2.3.3 Measurement of the Specific Surface Area and Structural Parameters

Specific surface area, specific pore volume and pore diameter and distribution are important macrostructure parameters to describe the absorbent, based on which we can obtain the information on the microstructure of the absorbent. This is exactly an important property of the absorbent. The specific surface area and pore structure features are measured by the Autosorb-1-c type full automatic specific surface area and porosity analyzer produced by US Quantachrome Company based on the static nitrogen adsorption. Its basic principle is to vacuumize the sample, observe the absorption and desorption of nitrogen and calculate the specific surface area and porosity according to the data model.

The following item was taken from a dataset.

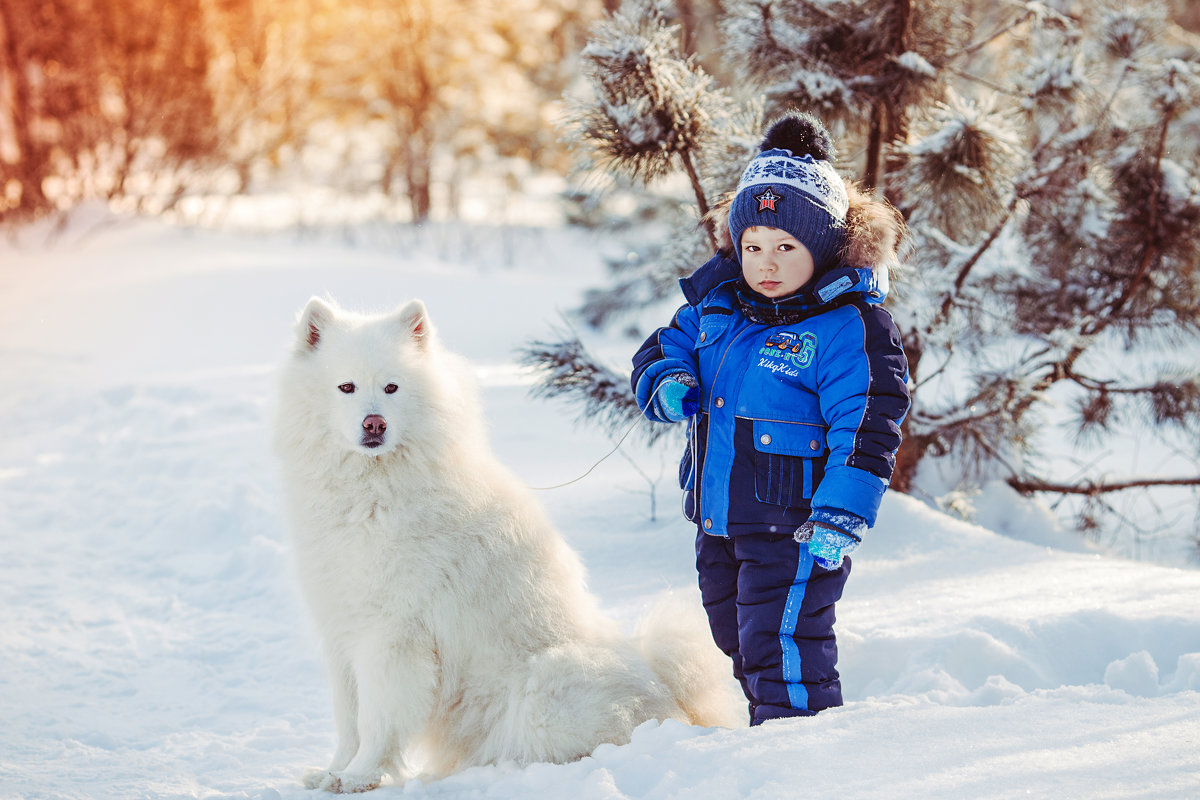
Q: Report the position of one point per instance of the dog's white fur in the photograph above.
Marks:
(453, 615)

III. RESULTS AND DISCUSSION

3.1 Experimental Results

The effect of the immersion ratio of ZnCl2 to soybean stalk on the absorption and production rate of methylene blue is shown in Fig. 1. The production rate gradually decreases along with the increase of the ratio, and the absorption of methylene blue raises firstly and then declines. ZnCl2 is polar compound that absorbs microwave. In a lower immersion ratio, the pyrolysis is incomplete owing to the less absorption of microwave and the lower activating temperature. The activating temperature raises with the increase of comtent of ZnCl2, so the reaction is comparatively complete. However, too high reaction temperature may lead to the ignition loss of activated carbon generated and thus reduce the production rate.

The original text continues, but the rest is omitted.